Abbreviations: SSPEI, disulfide-containing polyethylenimine; SPIO, super para-magnetic iron oxide; DTT, dithiothreitol; EB, ethidium bromide; w/o, without; w/, with.

Our previous work showed that the SSPEI could mediate efficient DNA release from its polyplexes in a reducing environment due to the cleavage of the disulfide bond, thereby affording enhanced levels of gene expression.29,30 Herein, DNA release from SSPEI-SPIO/DNA complexes was examined by agarose gel retardation in 5 or 20 mM DTT, mimicking an intracellular reducing environment. As expected, efficient DNA release was observed from the SSPEI60-SPIO/DNA complexes at a mass ratio of 0.5:1 in 5 mM DTT (Figure 3B). This release effect was more pronounced for the complexes at a mass ratio of 1:1 or 2:1 in the presence of 20 mM. The complexation of SSPEI60-SPIO and DNA was also evaluated by EB accessibility assay (Figure 3C).
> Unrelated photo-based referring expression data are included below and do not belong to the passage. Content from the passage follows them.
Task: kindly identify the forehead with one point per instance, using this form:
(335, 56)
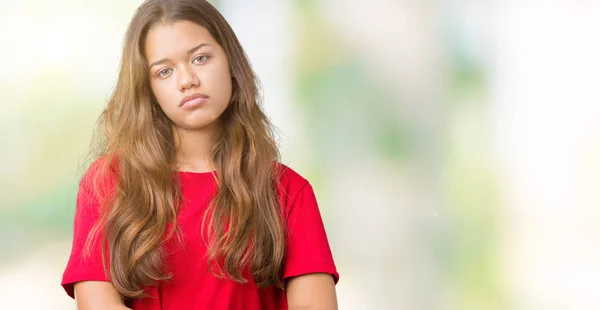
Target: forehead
(173, 39)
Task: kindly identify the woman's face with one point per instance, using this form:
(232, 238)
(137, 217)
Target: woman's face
(189, 74)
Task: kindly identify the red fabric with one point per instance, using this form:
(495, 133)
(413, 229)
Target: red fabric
(193, 286)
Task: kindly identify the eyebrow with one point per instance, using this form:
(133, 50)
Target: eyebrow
(192, 50)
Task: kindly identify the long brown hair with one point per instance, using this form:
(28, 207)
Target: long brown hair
(245, 220)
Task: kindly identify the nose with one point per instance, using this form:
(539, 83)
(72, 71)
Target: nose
(187, 79)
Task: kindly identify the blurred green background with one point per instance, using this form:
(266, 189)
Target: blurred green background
(453, 145)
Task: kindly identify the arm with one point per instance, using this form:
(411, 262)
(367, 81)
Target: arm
(98, 295)
(315, 291)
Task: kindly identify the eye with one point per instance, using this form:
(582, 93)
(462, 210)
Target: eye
(200, 59)
(164, 72)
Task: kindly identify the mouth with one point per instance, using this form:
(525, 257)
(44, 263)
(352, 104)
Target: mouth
(193, 101)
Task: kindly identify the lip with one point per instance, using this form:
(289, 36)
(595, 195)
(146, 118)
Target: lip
(193, 100)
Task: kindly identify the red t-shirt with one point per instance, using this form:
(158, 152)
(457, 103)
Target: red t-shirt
(193, 286)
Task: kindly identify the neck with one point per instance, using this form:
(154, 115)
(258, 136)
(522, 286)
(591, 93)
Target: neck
(193, 149)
It was found that relative fluorescence (FREL) values of EB-DNA intercalate markedly reduced to ~50% at SSPEI60-SPIO/EB-DNA mass ratios ranging from 1:1 to 20:1, indicating the formation of SSPEI60-SPIO/EB-DNA complexes. However, the FREL values of the complexes recovered to ~70%–90% upon exposure in the 20 mM DTT, suggesting DNA dissociation from the complexes in a reducing environment.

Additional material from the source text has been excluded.